生まれてきた時よりも美しく  
 

 子供のころに学校の先生から「来た時よりも美しくして帰りましょう。」って言われませんでしたか。

 僕が小学生のころ、少年の家で2泊3日の体験学習を行い、最終日にその言葉を聞き、部屋を始め使った場所をほうきではいたり、床を拭いたり、掃除して、きれいにしてから帰ったのを覚えています。

 大人になり、山登りをするようになってから、僕はふと小学生のあの日のこと、そしてその言葉を思い出し、キャンプしたところを離れる際は、必ずテントを張ったその周辺を掃除をシテから離れるようになりました。

 子供のころの記憶ってふとした時に蘇ってくるものです。雨降りの中カッパを着てのオリエンテーリング。全部ポイントをチェックできていなかったこと…。夜のキャンプファイアで、みんなで踊りを披露し、ずいぶんと盛り上がったこと。

 そんなことはさておき、僕たちみんな子供のころに、あいさつと同様に「来た時よりも美しく」ってことを習ったと思います。あるいは「立つ鳥跡を濁さず。」なんて言葉を付け加えられたかも知れません。

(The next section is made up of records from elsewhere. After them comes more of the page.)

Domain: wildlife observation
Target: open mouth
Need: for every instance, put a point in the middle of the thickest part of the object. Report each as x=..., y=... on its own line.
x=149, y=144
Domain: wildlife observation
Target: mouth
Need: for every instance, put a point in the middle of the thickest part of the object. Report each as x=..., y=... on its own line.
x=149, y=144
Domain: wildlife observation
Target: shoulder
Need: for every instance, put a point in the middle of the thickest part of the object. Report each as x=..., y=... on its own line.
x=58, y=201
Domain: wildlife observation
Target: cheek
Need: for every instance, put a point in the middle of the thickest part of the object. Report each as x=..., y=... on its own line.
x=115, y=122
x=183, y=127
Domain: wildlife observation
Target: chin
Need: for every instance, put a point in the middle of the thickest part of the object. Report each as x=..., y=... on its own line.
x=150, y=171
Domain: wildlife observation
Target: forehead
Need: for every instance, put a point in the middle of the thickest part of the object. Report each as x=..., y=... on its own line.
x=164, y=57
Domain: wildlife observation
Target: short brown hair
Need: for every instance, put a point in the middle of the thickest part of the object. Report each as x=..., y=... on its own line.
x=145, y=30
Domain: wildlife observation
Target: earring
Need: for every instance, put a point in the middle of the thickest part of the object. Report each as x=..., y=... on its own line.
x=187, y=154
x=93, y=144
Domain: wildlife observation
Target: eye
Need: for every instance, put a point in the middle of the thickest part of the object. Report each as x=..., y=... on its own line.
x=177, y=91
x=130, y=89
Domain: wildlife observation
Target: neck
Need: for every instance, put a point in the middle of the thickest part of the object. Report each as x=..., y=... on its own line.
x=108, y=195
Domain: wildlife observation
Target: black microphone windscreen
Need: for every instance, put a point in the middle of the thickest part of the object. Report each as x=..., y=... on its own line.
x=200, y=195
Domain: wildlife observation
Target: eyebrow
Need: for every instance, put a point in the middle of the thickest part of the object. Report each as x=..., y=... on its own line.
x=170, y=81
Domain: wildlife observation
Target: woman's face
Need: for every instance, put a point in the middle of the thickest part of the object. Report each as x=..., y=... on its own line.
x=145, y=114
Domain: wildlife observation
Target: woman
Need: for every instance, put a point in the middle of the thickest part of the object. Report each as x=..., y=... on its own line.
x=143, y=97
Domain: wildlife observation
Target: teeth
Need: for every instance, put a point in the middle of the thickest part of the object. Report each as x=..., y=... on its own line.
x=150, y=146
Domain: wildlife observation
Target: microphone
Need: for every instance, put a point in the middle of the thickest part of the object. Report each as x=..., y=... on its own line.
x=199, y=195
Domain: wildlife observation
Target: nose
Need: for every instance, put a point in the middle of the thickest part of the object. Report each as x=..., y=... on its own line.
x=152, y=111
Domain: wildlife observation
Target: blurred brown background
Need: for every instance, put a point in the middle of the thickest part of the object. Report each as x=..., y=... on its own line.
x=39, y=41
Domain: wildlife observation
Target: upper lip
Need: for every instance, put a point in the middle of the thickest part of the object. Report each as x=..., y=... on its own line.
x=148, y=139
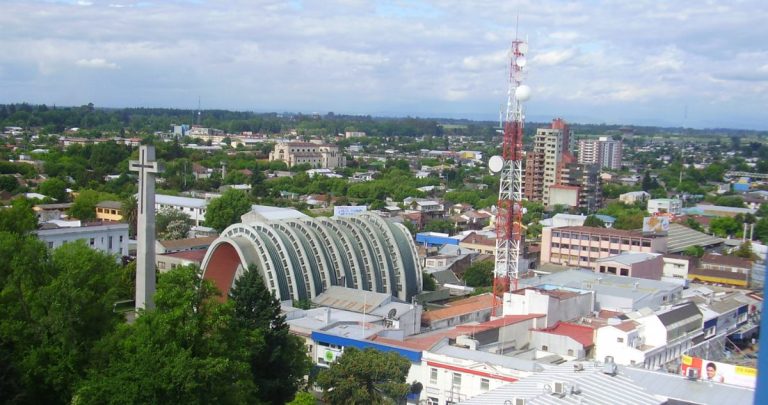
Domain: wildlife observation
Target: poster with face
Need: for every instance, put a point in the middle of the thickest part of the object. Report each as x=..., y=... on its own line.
x=720, y=372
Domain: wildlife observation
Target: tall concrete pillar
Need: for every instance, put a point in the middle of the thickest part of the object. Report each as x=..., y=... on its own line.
x=147, y=168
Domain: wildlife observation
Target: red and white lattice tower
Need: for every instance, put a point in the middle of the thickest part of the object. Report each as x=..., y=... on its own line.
x=509, y=214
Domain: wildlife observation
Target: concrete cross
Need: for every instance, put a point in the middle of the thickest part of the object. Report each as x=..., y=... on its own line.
x=147, y=168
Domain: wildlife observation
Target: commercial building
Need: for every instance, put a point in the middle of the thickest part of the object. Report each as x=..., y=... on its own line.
x=316, y=155
x=671, y=206
x=109, y=211
x=541, y=164
x=641, y=265
x=581, y=246
x=604, y=152
x=110, y=238
x=300, y=258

 けれども僕らの多くはどうやらその言葉を子供から大人になるにつれ、どこかに置いてきてしまったようです。街を見てください。川を見てみてください。海を山を見てみてください。そこには煙草の吸殻から、空き缶、ペットボトルと日常的に使われているものから、果てはテレビに冷蔵庫に、車なんてものまでが捨てられています。

 僕らはいつの間にか、ものを買っては捨て、また買っては捨てるということを日常生活の中で当たり前としてしまいました。かつて子供のころ僕は母親が古くなった布団を打ち直すということしていたのを覚えています。けれども今ではそんな光景は見たことがありません。この数十年間で修理する、再利用することは減り、古くなったら処分することが当然とされるようになりました。電気製品など壊れたので修理しようとすると、修理するよりも買い替えた方が安上がりです。そしてその壊れたものは時に海に山へと捨てられてしまう…。

 僕らは生まれてこの方、一体どのくらいのモノを消費し捨てていったのでしょうか。それはきっと想像もできないくらいの量なのでしょう。その量を目の前に置いてみると、小さな山ができるかもしれません。そしてそれらのうちのどれぐらいの量が、無駄なものだったのでしょう。

 「来た時よりも美しく」この言葉の前に、「生まれて」という言葉を付け足すと、「生まれてきた時よりも美しく」となります。人間この世界に生まれてくるときは、何も持たずに、裸のままで誕生してきます。そして死ぬ時、あの世にはいくら生きている時に多くのモノを手に入れ自分のモノとしたとしても、何一つ持ち帰ることはできません。持ち帰ることができるのは思い出ぐらいじゃないでしょうか。

 思想家のサティシュ・クマールは次のように言っています。「地球は『自分たちのもの』ではなく、未来からの『借りもの』である」と。そして、「地球を、借りた時より、よい状態にして返す。それが責任である。」と。

 現代人はこの責任を果たしているでしょうか。もうずいぶんと前にこの責任を放棄してしまったと思います。地球は毎年毎年その美しき姿を破壊されており、地下資源は掘りつくされ、川や海は汚され、大地は砂漠化する、あるいはコンクリートで塗り固められ、大気も汚染されています。そして今や地球上には本来存在しない放射性物質プルトニウムさえ、まき散らされている状態です。改めて考えてみると、僕たち自身は今や汚染の中で生活していると言っても過言ではないでしょう。

 もし、この「生まれてきた時よりも美しく」ということを1人ひとりが実践したとしたらどうでしょう。ある人が生まれた時の地球の環境度が4だったとし、その人がなくなるときには5になっていたとしたら・・・。地球はどんどん美しくなります。人が生まれてくるたびに美しくなる地球を想像してみてください。素敵だと思いませんか?そして何よりも未来の子供たちへ誇りを持ってつなげていける。

 もしひとり1人が「生まれてきた時よりも美しく」という意識で生きていくようになったならば、地球はどんなに喜ぶことでしょう。地球の使命とは「より多くの生命を育むこと」。地球は人間に感謝するに違いありません。地球が人間をパートナーに選んだことを誇りに思うでしょう。そしたら地球は宇宙の中の優良星となることができるでしょう。

 さあ、小さなことからで構いません。ほんのちょっとしたことからで構わないので、意識をそこにもっていきましょう。そしたら、やがてそれはだんだんと大きくなっていきます。もしかするといつかはムーブメントとなるかもしれません。1人でもその意識を持つ人が増えていったならば、きっとこの地球はまた、美しき星へと戻っていくでしょう。